Зима. Звенит под коньками лед, ветер режет лицо. Хорошо! Откуда ни возьмись ватага зареченских. Отомстить захотели за летний разгром. Но тогда была игра, а теперь блестит за спиной кинжал, привязанный к длинному шесту, — таран. Вот-вот пронзит спину этот тип с уголовными замашками — зареченский Дрюк.

Невского! Невского бы сюда! Но не видно его на реке. А всех остальных Дрюк загнал на берег. Вон только мелочь пузатая играет возле вмерзшей в лед плотомойни.

Куда деваться? Хорошо еще, что коньки беговые да лед что надо. Ровный, как вороненая сталь. Сталь! Сейчас она войдет в спину... Все отстали, а Дрюк все жмет, за спиной Женьки частое дыхание. Скорей! Пригнулся Женька и с размаха свернул к малышам: от них-то этот тип отведет кинжал... Впереди упала девочка, раскинув руки. Не успел Женька ни затормозить, ни свернуть. Точеная сталь бегового конька скользнула по пальцам — и остались они на окровавленном льду... Вскочила девочка, а пальцы висят на коже. Кровь заливает лед. Испугался Дрюк, повернул обратно. А Женьку схватили бабы, полоскавшие белье в плотомойне, и несут к проруби...

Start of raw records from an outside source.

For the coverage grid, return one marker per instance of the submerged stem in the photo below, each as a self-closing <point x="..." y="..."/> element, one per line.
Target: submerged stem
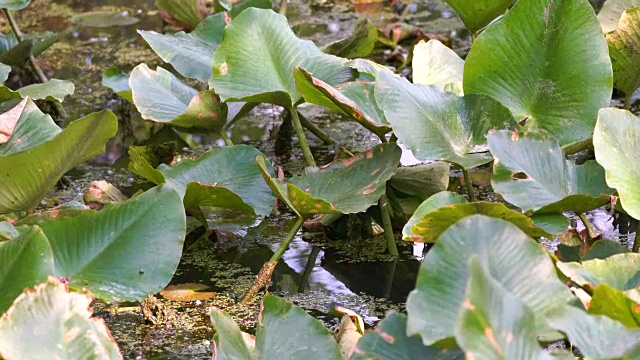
<point x="587" y="225"/>
<point x="225" y="137"/>
<point x="383" y="203"/>
<point x="297" y="126"/>
<point x="467" y="182"/>
<point x="264" y="276"/>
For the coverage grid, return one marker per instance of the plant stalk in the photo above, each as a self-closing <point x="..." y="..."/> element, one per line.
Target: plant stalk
<point x="383" y="203"/>
<point x="587" y="225"/>
<point x="32" y="60"/>
<point x="225" y="137"/>
<point x="264" y="276"/>
<point x="469" y="184"/>
<point x="316" y="130"/>
<point x="297" y="126"/>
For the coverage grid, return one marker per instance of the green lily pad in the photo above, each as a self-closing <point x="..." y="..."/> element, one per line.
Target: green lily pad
<point x="546" y="61"/>
<point x="5" y="70"/>
<point x="478" y="14"/>
<point x="25" y="260"/>
<point x="103" y="19"/>
<point x="615" y="143"/>
<point x="284" y="332"/>
<point x="616" y="305"/>
<point x="505" y="251"/>
<point x="29" y="174"/>
<point x="435" y="64"/>
<point x="117" y="81"/>
<point x="433" y="203"/>
<point x="51" y="323"/>
<point x="494" y="324"/>
<point x="123" y="252"/>
<point x="530" y="171"/>
<point x="355" y="99"/>
<point x="224" y="177"/>
<point x="430" y="226"/>
<point x="623" y="49"/>
<point x="258" y="54"/>
<point x="359" y="44"/>
<point x="612" y="10"/>
<point x="390" y="341"/>
<point x="161" y="97"/>
<point x="597" y="336"/>
<point x="345" y="186"/>
<point x="190" y="54"/>
<point x="421" y="181"/>
<point x="185" y="13"/>
<point x="438" y="125"/>
<point x="14" y="4"/>
<point x="620" y="271"/>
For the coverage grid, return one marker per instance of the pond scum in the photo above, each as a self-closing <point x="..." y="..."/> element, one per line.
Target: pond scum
<point x="248" y="180"/>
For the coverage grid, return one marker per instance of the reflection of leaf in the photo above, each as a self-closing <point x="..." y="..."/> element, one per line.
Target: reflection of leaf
<point x="186" y="292"/>
<point x="530" y="171"/>
<point x="555" y="71"/>
<point x="50" y="323"/>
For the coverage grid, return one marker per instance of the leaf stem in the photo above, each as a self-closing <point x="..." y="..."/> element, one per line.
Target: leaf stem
<point x="316" y="130"/>
<point x="32" y="60"/>
<point x="297" y="126"/>
<point x="383" y="203"/>
<point x="225" y="137"/>
<point x="587" y="225"/>
<point x="264" y="276"/>
<point x="627" y="101"/>
<point x="469" y="184"/>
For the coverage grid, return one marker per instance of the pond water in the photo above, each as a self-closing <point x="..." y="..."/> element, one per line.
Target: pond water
<point x="316" y="272"/>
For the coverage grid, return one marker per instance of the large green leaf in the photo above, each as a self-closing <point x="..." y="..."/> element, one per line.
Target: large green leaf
<point x="430" y="226"/>
<point x="25" y="260"/>
<point x="440" y="126"/>
<point x="547" y="61"/>
<point x="623" y="49"/>
<point x="284" y="332"/>
<point x="508" y="255"/>
<point x="288" y="332"/>
<point x="616" y="305"/>
<point x="256" y="58"/>
<point x="349" y="185"/>
<point x="390" y="341"/>
<point x="530" y="171"/>
<point x="437" y="65"/>
<point x="51" y="323"/>
<point x="123" y="252"/>
<point x="597" y="336"/>
<point x="160" y="96"/>
<point x="187" y="13"/>
<point x="28" y="175"/>
<point x="479" y="13"/>
<point x="612" y="10"/>
<point x="226" y="177"/>
<point x="229" y="340"/>
<point x="494" y="324"/>
<point x="620" y="271"/>
<point x="616" y="140"/>
<point x="14" y="4"/>
<point x="359" y="44"/>
<point x="355" y="99"/>
<point x="190" y="54"/>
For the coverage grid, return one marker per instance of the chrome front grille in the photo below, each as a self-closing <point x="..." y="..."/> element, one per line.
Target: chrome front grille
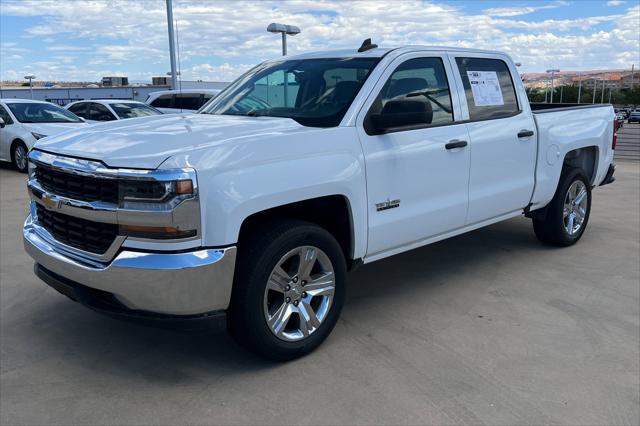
<point x="77" y="187"/>
<point x="86" y="235"/>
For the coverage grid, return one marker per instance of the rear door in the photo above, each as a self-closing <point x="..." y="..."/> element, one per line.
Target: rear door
<point x="502" y="135"/>
<point x="417" y="181"/>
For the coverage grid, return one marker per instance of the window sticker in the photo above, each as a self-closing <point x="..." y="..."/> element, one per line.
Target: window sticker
<point x="485" y="88"/>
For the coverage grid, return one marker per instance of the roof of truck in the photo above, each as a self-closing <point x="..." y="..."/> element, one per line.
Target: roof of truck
<point x="381" y="51"/>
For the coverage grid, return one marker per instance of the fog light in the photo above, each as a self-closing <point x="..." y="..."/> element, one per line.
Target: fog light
<point x="156" y="232"/>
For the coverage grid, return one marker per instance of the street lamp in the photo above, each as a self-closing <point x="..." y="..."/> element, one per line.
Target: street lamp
<point x="284" y="30"/>
<point x="30" y="77"/>
<point x="552" y="73"/>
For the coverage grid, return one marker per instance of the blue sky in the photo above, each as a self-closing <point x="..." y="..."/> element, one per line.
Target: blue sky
<point x="84" y="40"/>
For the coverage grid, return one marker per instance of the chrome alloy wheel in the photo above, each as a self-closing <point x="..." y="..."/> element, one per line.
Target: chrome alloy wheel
<point x="299" y="293"/>
<point x="575" y="207"/>
<point x="20" y="157"/>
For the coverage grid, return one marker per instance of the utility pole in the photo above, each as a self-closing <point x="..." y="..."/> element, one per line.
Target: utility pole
<point x="30" y="77"/>
<point x="552" y="71"/>
<point x="172" y="45"/>
<point x="579" y="87"/>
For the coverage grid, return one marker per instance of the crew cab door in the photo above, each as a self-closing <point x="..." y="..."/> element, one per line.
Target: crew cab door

Сон или действительность? И не действительность, и не сон — самое больное воспоминание... Где-то живет Надя Митюрева, бывшая ученица 4-го «А» класса, и до сих пор нет покоя. Как там ни объясняй, а все равно искалечил... Какой-то странный он уродился, всем от него достается... А потом расплата... Неужели под трибунал?..

Вскрикнув, старшина повернулся, одеяло свалилось на утрамбованный земляной пол.

Воспоминания и кошмары преследовали его всю ночь. Не спится, когда думаешь об ошибках в жизни. Роковых ошибках.

Утром Громову было объявлено, что по должности он больше не старшина и не механик самолета.

В столовой до него донеслись слухи, будто его дело готовится для военного трибунала.

Правда, его никто никуда не вызывал. Он пошел на стоянку, как все механики, и его послали в распоряжение Миши Пахомова возить баллоны, мыть бочки из-под масла, подметать стоянку.

— Докатился, — заскрипел зубами Громов, — попал в подчинение этого рохли, авиационного внука Щукаря, последнего человека в эскадрилье!

Большей обиды нельзя было причинить гордому, самолюбивому старшине. Хотя он и чувствовал себя потерянным, сознание собственного превосходства, своей значимости в нем сохранилось. Он пожаловался комэску:

— Пока на мне погоны старшины, ефрейтору я подчиняться не могу. Не уважаете меня, уважайте мое звание, меня еще не разжаловали.